Whistleblowing systems cut across all of these principles – they give life to a fraud prevention framework by making sure risks don’t go unnoticed. 

Lessons from real life 

It will take some time – and a few prosecutions – before we know exactly what courts will accept as ‘reasonable procedures.’ For now, the Home Office advises employers to look at best practice examples from the Serious Fraud Office’s Deferred Prosecution Agreements (DPAs). As an example, one case, G4S Care and Justice Services admitted to defrauding the Ministry of Justice and paid a £38.5m fine. The company also had to implement a corporate renewal plan, including new governance structures, regular reviews of its anti-fraud processes, and acting on expert recommendations such as Protect’s Whistleblowing Benchmark report.  

This shows how crucial it is to have robust, proactive reporting systems.
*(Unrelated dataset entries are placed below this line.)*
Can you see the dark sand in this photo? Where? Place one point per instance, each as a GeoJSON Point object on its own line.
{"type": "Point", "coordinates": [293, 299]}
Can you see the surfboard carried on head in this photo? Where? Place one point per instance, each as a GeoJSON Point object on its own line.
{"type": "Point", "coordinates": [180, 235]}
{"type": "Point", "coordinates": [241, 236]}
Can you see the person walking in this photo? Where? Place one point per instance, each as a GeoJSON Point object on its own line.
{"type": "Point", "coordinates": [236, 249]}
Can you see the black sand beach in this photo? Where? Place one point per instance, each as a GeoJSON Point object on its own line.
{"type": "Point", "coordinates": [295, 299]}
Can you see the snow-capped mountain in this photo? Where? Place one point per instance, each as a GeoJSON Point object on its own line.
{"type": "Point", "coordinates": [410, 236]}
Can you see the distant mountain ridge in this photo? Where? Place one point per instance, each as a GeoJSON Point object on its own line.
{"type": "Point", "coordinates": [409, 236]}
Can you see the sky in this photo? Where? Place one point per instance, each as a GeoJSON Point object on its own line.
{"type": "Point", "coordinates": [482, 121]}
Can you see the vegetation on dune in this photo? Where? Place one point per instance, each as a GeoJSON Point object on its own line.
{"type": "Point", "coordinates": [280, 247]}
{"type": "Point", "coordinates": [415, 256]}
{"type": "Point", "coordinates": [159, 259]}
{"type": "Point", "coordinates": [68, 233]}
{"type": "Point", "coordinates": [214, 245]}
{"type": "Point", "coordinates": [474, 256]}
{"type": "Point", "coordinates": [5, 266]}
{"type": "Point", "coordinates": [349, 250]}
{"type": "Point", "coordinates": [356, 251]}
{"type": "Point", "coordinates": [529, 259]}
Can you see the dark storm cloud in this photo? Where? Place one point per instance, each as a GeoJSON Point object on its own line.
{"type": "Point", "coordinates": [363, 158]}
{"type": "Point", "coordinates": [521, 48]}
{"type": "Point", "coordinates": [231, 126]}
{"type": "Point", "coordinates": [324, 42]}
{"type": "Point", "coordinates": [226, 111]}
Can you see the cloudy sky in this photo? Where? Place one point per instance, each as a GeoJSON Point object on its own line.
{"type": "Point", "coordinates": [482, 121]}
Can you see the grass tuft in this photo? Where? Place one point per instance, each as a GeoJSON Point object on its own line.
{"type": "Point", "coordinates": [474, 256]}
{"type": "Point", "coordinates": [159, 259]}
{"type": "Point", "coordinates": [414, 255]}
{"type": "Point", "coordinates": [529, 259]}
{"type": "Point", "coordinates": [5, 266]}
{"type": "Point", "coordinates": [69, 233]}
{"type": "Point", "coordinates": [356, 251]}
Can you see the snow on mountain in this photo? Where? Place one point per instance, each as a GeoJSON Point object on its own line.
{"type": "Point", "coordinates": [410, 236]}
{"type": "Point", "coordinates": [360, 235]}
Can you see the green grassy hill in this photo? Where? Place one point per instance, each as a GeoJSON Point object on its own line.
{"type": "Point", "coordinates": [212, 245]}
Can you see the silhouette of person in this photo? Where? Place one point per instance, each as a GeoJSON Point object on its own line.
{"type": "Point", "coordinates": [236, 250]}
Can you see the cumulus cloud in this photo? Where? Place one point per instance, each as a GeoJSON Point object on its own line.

If people inside the organisation don’t feel able to raise concerns safely, fraud can go undetected until it’s too late. 

 

Looking ahead 

The Failure to Prevent Fraud offence should spark a major cultural shift. It’s no longer enough for companies to protect themselves only from being the victims of fraud – they also need to make sure they’re not the perpetrators, whether directly or indirectly. 

And as we’ve illustrated, whistleblowers are at the heart of this. Reports from insiders help organisations see blind spots, address risks, and prove they’re serious about prevention. The sooner wrongdoing is brought to light, the faster it can be dealt with. 

At Protect, we believe a strong speak-up culture doesn’t just catch fraud – it prevents it. And prevention is where real trust and accountability are built.